Créditos da imagem: Giuseppe Cacace / AFP
Não vou dar nomes, mas um amigo que vive na Europa veio passar uns dias no Brasil. Após assistir à decisão do Mundial de Clubes, revelou que seu filho fez a seguinte pergunta: os comentaristas da partida assistem ao futebol europeu? Até um pré-adolescente de fora percebe o quão divorciados os comentários nacionais foram da realidade. Isso com 99 % das partidas acessíveis na televisão ou streamings legalizados. Ignoram porque não querem. Dá trabalho. O estagiário da emissora que se vire vendo e anotando algumas coisas para que pareçam por dentro. No fim, ainda deve levar a culpa por cada bola fora.
No caso da final de sábado passado, a fase difícil do Chelsea trouxe esperanças aos policarpos contra a hegemonia europeia. O clímax foi o confronto com o Plymouth pela FA Cup. O time da terceira divisão quase levou a disputa às penalidades. Curiosamente, os números do Palmeiras viriam a ser idênticos (posse de bola e número de finalizações) ou inferiores (chances claras e bolas no gol) que o do Plymouth – na casa do Chelsea. Mas voltemos ao pré-jogo. Na onda da esperança, também bombada pela quebra do tabu na Copa SP, o Grupo Bandeirantes escalou as equipes de suas emissoras apenas com palmeirenses ou notoriamente não-corintianos. Como se o público fosse boicotar os canais com transmissão exclusiva. Rafael Oliveira, único inteirado com o futebol europeu, ficou relegado à disputa do terceiro lugar. A prioridade era gritar “dá-lhe, porco!”.
Na fúria otimista, não faltaram pérolas como dizer que o zagueiro Rüdiger era limitado e cintura dura.
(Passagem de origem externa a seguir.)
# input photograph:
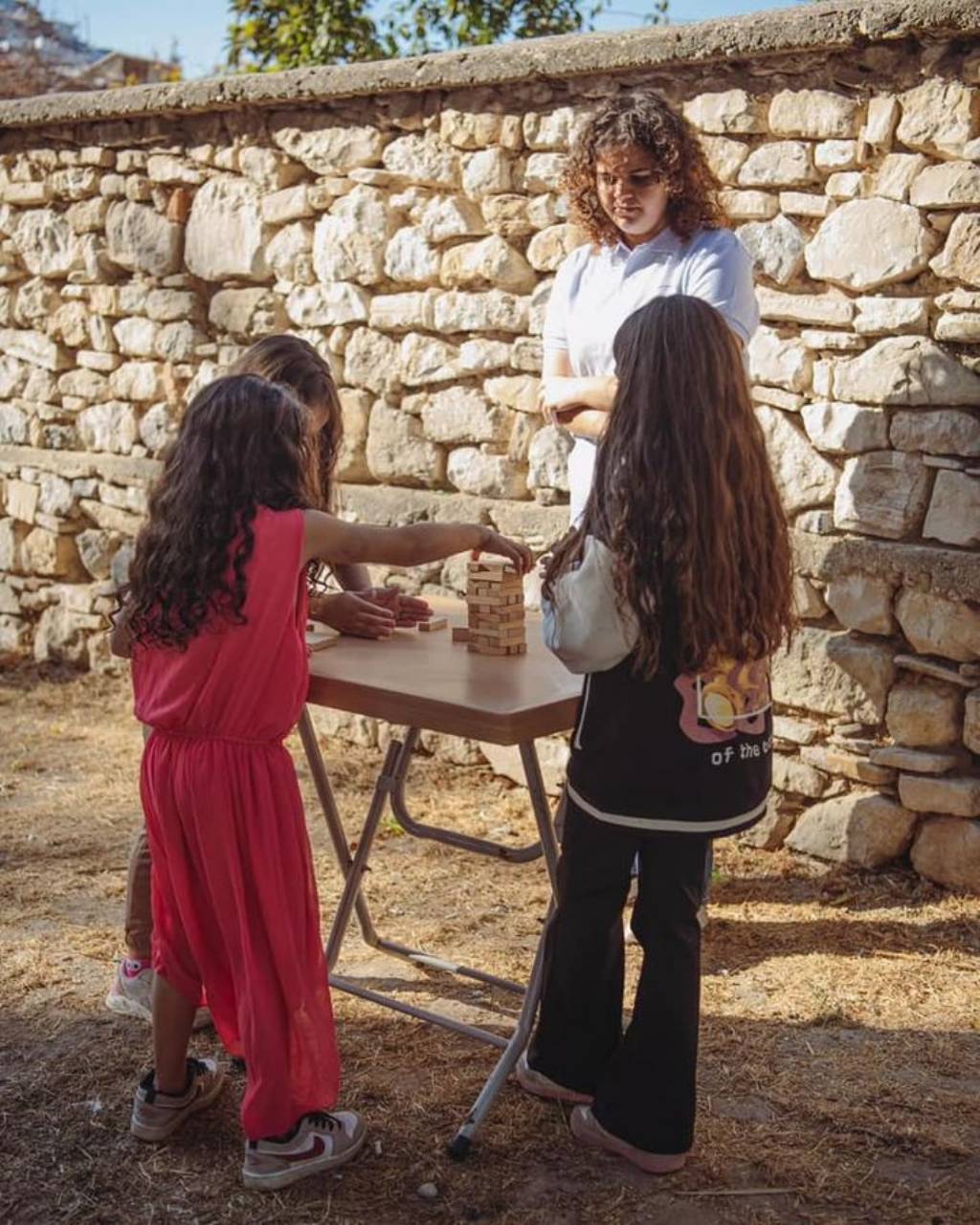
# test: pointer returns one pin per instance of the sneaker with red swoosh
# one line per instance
(319, 1142)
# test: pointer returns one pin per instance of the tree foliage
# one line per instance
(292, 33)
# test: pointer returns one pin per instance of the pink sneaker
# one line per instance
(543, 1087)
(587, 1128)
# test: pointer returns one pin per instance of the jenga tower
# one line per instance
(495, 603)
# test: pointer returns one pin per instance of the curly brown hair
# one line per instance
(243, 444)
(683, 497)
(296, 364)
(642, 118)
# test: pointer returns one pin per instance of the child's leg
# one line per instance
(580, 1024)
(646, 1094)
(173, 1020)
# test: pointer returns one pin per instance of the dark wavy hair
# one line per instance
(642, 118)
(296, 364)
(244, 442)
(683, 495)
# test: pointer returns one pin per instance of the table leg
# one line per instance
(460, 1143)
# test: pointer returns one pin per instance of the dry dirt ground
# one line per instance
(840, 1037)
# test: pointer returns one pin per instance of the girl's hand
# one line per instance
(513, 550)
(560, 393)
(408, 609)
(357, 613)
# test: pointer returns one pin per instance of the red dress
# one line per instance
(234, 897)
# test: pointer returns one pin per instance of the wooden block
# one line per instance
(320, 639)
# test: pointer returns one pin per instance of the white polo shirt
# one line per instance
(594, 292)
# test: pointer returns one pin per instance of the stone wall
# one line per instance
(410, 228)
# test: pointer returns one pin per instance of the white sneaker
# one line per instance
(130, 996)
(320, 1142)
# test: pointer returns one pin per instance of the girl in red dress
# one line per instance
(214, 621)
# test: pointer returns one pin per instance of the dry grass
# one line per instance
(840, 1066)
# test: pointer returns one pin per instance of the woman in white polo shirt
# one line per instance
(641, 189)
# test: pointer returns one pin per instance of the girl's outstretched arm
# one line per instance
(350, 543)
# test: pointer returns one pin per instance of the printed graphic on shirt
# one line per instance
(726, 701)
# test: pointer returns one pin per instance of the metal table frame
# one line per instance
(390, 791)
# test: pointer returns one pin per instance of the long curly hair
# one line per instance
(642, 118)
(296, 364)
(244, 442)
(685, 499)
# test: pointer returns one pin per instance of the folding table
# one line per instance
(424, 681)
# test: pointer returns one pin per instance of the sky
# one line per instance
(149, 27)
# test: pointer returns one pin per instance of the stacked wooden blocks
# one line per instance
(495, 603)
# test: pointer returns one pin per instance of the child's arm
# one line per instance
(350, 543)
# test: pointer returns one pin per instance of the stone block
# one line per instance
(917, 761)
(398, 455)
(399, 313)
(888, 316)
(897, 173)
(777, 248)
(814, 114)
(971, 722)
(547, 458)
(21, 500)
(924, 714)
(862, 603)
(796, 778)
(906, 370)
(327, 149)
(939, 626)
(491, 262)
(143, 240)
(246, 313)
(423, 161)
(486, 173)
(110, 427)
(862, 828)
(954, 510)
(491, 311)
(352, 459)
(52, 554)
(939, 117)
(463, 414)
(473, 471)
(778, 165)
(226, 235)
(954, 796)
(947, 850)
(410, 258)
(731, 110)
(844, 765)
(823, 310)
(803, 476)
(844, 429)
(870, 243)
(883, 494)
(832, 674)
(744, 206)
(781, 362)
(446, 217)
(948, 185)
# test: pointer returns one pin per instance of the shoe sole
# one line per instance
(162, 1131)
(528, 1080)
(587, 1132)
(319, 1165)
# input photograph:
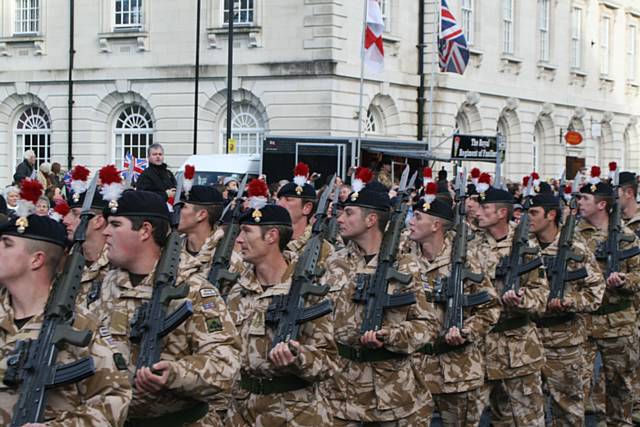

Provavelmente leram o nome e concluíram que, sendo alemão, só poderia ter estes predicados. Mas o zagueiro não tem ancestralidade germânica, como fala por si a fotografia. É tão negro quanto o belga Lukaku, outro que também não escapou de ter a técnica desmerecida – mesmo após o que fez contra o Brasil na Rússia. A situação chegou ao ponto de, misturando alhos com bugalhos, uma jornalista de grupo concorrente acusar de racismo o autor dos comentários. Com ou sem lacradas, o objetivo dos estereótipos preguiçosos era fazer acreditar no velho pacote: a arrogância europeia, que dá de ombros para o mundo, seria punida por jogadores tão bons e tão bem preparados quanto os do Chelsea. Afinal, o infalível Abel Ferreira estava lá.
Mas Abel não é europeu? Pois é. Num curioso paradoxo, o treinador luso ganhou contornos míticos. Não importa que, na Libertadores, a classificação contra o Atlético-MG muito se deveu a um pênalti perdido. Nem que, já no segundo tempo em Montevideu, o Palmeiras fosse dominado até o erro hecatômbico de Andreas Pereira. Não foi tão diferente contra o time inglês. O plano também durava 45 minutos. O Chelsea começou o segundo tempo sufocando, fez o gol e caminhava tranquilamente até o pênalti tosco de Thiago Silva. Foram quinze minutos de moral para o time brasileiro. Mesmo assim, um goleiro de fim de semana teria feito o mesmo que Mendy. Passado este lapso, a equipe de Tuchel dominou tudo até o apito final. A chance palmeirense era a mesma do minúsculo Plymouth: levar até os pênaltis. Luan nos livrou de mais vinte minutos de pequenez exaltada.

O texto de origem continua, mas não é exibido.